Lethal autonomous weapons systems (LAWS) are similarly divided into levels of AI autonomy. Human-in-the-loop weapons choose their targets and destroy them only under direct human authority. Human-on-the-loop weapons are monitored but largely free to deliver force autonomously. Overriding a primary directive in human-on-the-loop systems may require the hair-trigger response of a human supervisor. Human-out-of-the-loop weapon systems identify, target, and destroy enemies without any human oversight. Examples of powerful AI weapons are the U.S. Navy's MK 15 Phalanx CIWS (“sea wiz”) and the Israeli IAI Harpy “suicide” drone. The Harpy is categorized as a loitering munition that autonomously flies over an area until it finds a target to attack; the Harpy has aroused concern that it violates the laws of war.

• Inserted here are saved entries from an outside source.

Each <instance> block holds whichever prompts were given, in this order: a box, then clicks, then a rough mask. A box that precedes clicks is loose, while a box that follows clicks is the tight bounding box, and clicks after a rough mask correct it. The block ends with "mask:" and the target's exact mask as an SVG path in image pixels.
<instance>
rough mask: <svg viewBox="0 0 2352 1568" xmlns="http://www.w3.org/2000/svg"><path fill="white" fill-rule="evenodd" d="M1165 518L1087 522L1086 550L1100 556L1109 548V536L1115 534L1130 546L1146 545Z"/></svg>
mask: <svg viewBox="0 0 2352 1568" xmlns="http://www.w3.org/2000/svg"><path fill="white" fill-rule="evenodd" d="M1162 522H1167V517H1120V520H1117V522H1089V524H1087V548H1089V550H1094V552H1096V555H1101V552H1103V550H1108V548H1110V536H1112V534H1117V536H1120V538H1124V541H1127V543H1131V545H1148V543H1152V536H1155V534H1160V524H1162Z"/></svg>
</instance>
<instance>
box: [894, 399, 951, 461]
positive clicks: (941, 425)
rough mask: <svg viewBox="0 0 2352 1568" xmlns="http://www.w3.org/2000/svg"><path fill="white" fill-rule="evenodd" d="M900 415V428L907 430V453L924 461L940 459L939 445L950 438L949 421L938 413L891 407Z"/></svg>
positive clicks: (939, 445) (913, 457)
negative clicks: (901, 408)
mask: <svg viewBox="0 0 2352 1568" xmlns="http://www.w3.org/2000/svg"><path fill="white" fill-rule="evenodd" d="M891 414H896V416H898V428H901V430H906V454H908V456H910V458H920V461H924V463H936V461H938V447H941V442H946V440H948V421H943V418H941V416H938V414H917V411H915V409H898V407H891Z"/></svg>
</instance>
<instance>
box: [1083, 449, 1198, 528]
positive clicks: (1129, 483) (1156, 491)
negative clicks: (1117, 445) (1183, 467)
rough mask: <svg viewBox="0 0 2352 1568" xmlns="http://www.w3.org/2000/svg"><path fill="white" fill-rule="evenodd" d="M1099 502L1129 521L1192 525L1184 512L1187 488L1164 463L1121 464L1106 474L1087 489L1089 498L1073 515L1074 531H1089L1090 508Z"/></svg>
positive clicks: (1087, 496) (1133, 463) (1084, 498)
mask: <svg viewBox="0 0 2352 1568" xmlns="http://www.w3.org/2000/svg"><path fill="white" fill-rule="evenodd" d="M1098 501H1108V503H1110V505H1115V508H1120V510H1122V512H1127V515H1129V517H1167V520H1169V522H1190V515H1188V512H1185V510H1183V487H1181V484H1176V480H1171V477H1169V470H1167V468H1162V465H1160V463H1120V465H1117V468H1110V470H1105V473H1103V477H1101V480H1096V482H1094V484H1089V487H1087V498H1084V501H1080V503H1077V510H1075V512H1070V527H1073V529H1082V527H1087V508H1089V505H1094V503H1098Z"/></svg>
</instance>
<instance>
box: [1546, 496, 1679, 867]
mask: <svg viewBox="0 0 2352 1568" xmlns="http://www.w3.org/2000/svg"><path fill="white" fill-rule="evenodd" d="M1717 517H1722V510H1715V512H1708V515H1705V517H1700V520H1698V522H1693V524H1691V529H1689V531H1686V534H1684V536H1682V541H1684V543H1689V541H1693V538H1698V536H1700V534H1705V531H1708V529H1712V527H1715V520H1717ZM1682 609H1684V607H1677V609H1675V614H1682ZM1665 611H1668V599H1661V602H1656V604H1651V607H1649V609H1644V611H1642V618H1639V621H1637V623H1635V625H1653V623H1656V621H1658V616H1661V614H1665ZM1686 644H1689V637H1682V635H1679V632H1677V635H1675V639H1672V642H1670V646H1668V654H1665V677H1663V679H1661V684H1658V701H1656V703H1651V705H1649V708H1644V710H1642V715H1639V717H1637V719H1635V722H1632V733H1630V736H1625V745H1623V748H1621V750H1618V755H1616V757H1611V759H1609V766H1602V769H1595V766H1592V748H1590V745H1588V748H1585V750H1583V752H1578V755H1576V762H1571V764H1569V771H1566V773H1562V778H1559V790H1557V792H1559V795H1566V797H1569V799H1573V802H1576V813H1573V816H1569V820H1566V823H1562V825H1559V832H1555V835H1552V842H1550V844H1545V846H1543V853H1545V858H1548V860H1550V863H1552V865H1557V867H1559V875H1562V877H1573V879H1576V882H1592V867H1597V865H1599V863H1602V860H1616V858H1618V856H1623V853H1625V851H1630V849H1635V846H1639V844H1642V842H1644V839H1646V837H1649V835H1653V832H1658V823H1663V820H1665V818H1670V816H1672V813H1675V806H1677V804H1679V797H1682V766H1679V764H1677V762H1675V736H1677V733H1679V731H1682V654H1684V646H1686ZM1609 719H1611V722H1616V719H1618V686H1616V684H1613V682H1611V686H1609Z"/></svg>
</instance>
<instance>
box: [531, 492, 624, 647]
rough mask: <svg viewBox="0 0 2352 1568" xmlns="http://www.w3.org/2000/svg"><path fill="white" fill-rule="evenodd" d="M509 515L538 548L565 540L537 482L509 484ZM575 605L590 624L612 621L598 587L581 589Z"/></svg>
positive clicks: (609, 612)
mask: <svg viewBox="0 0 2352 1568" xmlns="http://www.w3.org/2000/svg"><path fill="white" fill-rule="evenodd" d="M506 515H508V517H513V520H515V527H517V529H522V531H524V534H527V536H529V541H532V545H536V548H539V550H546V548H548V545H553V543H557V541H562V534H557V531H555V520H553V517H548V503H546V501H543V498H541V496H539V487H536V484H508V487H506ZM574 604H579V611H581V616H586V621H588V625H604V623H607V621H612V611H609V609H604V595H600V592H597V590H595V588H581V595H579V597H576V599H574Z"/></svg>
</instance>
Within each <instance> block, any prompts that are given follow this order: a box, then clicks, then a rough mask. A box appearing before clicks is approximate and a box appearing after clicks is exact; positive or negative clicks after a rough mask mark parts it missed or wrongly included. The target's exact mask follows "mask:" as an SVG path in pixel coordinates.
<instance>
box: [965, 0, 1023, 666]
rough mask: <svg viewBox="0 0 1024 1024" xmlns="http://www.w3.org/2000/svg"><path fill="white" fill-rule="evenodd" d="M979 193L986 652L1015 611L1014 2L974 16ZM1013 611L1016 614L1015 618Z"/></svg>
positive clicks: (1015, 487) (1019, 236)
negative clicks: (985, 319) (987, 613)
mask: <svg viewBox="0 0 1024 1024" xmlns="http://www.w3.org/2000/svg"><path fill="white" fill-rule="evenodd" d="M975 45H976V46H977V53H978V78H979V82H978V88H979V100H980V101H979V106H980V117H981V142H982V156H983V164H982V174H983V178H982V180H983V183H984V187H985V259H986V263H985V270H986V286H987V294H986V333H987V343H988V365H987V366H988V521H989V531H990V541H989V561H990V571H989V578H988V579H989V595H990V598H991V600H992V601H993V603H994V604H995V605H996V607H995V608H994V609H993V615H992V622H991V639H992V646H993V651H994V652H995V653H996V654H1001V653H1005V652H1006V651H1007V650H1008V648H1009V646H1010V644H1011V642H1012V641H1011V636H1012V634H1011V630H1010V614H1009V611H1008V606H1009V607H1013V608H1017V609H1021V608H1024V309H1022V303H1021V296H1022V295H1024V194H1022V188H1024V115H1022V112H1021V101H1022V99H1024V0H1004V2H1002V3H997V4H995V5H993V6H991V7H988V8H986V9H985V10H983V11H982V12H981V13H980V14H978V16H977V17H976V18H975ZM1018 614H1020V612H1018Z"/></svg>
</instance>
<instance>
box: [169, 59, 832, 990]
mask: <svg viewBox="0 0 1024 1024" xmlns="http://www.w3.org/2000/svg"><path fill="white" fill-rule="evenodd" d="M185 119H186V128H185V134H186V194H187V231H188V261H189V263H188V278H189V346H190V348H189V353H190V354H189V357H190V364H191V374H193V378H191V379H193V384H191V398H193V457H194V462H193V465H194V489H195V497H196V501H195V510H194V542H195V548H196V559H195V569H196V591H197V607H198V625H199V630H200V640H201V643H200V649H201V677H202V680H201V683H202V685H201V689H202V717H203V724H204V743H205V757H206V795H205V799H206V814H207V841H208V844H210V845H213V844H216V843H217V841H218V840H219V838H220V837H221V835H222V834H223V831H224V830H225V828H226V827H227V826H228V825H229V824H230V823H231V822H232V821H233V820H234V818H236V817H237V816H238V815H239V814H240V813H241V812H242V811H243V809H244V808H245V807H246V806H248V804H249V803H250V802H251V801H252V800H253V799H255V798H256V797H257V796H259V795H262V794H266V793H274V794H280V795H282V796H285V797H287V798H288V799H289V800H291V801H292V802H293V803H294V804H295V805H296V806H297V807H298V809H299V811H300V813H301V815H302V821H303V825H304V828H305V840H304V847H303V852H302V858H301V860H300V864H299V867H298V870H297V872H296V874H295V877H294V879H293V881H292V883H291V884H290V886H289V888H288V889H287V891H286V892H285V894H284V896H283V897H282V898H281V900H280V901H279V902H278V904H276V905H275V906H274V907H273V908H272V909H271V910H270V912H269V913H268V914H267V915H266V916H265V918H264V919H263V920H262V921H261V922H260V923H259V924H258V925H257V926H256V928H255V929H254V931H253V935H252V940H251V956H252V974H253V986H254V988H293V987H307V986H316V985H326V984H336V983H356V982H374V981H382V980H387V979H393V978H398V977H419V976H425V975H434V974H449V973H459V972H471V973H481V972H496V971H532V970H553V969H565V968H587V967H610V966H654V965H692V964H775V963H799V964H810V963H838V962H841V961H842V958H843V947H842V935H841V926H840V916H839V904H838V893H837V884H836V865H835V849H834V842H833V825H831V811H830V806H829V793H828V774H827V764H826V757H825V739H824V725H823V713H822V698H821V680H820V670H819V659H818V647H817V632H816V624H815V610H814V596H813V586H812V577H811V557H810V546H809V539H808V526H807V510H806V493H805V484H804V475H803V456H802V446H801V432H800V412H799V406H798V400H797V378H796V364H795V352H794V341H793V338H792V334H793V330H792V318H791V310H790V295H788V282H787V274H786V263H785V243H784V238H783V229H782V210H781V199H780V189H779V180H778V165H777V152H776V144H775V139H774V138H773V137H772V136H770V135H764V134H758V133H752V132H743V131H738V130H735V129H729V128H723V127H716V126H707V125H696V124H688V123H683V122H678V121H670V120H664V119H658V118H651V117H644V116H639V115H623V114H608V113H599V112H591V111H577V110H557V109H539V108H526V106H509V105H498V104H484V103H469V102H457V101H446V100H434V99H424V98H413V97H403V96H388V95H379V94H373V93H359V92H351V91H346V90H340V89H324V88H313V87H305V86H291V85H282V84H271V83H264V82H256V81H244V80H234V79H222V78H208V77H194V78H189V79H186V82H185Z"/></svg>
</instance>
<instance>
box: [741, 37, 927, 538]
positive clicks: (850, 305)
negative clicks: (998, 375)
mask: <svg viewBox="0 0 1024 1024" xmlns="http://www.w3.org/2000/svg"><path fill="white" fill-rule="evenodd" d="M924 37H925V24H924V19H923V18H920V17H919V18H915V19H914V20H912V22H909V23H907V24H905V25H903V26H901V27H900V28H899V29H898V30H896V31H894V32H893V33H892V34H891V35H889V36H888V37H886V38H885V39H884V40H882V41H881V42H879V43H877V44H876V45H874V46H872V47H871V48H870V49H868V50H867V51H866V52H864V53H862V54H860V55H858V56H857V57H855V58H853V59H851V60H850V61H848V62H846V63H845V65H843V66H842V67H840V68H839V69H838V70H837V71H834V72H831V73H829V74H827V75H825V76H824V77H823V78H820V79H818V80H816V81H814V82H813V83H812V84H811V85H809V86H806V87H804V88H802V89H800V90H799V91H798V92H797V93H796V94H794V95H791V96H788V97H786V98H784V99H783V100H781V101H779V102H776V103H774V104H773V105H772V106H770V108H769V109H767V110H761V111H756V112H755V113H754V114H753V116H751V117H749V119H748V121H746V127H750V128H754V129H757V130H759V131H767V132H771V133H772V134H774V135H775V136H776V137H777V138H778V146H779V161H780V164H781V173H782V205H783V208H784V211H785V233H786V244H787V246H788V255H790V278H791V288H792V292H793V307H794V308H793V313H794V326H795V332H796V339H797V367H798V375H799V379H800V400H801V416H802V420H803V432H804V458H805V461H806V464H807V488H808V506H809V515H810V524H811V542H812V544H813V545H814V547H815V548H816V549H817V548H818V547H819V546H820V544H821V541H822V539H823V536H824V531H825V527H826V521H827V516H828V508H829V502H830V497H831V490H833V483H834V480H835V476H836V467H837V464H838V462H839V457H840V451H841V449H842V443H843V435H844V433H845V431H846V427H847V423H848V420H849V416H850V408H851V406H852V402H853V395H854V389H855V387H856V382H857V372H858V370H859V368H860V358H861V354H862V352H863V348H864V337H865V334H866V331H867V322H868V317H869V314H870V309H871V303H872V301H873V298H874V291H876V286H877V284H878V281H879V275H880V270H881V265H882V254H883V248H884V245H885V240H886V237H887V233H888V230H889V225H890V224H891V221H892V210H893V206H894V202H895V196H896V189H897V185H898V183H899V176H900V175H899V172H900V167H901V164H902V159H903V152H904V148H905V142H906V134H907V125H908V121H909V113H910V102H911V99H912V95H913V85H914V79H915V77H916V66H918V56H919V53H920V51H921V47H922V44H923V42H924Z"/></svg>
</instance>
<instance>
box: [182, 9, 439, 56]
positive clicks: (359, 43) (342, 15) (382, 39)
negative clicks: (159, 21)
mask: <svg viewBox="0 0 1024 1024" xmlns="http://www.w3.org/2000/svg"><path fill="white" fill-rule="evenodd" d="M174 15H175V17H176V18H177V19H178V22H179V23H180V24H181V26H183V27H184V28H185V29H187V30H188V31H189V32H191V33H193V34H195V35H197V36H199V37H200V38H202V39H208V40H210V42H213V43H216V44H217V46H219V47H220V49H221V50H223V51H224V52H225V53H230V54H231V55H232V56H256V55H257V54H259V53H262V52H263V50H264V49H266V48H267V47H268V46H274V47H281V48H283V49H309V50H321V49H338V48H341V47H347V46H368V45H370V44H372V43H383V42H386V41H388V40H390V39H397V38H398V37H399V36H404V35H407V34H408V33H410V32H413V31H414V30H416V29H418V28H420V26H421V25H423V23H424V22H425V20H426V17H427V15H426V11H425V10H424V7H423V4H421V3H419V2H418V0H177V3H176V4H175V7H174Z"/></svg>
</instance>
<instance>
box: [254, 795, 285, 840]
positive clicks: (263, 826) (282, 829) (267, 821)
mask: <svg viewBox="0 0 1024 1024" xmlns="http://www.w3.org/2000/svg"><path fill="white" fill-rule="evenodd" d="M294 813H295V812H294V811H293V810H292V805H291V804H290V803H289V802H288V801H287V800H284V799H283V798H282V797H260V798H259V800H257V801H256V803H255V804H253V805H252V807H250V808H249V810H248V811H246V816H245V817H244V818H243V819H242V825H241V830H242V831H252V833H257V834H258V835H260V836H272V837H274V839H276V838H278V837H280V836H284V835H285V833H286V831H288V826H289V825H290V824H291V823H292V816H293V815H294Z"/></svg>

More constructively, caregiver robots provide aid as assistants and companions to vulnerable populations, such as children, the disabled, the mentally ill, and the elderly. AI caregiver technology is available or being tested in many countries but is most common in Japan where cultural acceptance and an aging population have stimulated sales of plush robot baby beluga whales (Paro), robotic therapy dogs (AIBO), and autonomous humanoid patient-lifting robots (Robear).

Roboethicists are engaged in understanding the moral conduct of human creators of artificially intelligent robots. The Foundation for Responsible Robotics and the European Robotics Research Network (EURON) recognize the importance of human accountability in the development of AI systems. Other experts are thinking about full-fledged robot ethics and moral machines; one goal is implanting artificial ethical capability into every autonomous machine.

AI will undoubtedly adversely affect the nature and future of work around the world. AI threatens to throw millions of retail sales workers and managers, accountants and bookkeepers, factory workers, and journalists out of work. Oppositely, some experts in the trucking industry predict that a persistent driver shortage will trigger a full-scale switch to autonomy before 2030; there are today more than 3.5 million truck drivers in the United States alone.

The impact on life and work will be even greater if advances are made in quantum artificial intelligence (QAI) and superintelligence. Linking quantum processors to AI could make possible the autonomous management of traffic in an entire city, pharmaceutical discovery much less costly and arduous, or render digital encryption of military secrets obsolete. Respected authorities such as Nick Bostrom, Ray Kurzweil, and Murray Shanahan warn that a Technological Singularity facilitated by ultra-intelligent AIs could wreak havoc on human civilization, perhaps even precipitating an extinction event. On the other hand, an exponentially growing artificial intelligence could just as easily bring about an end to catastrophic climate change, overpopulation, or cycles of intergenerational poverty.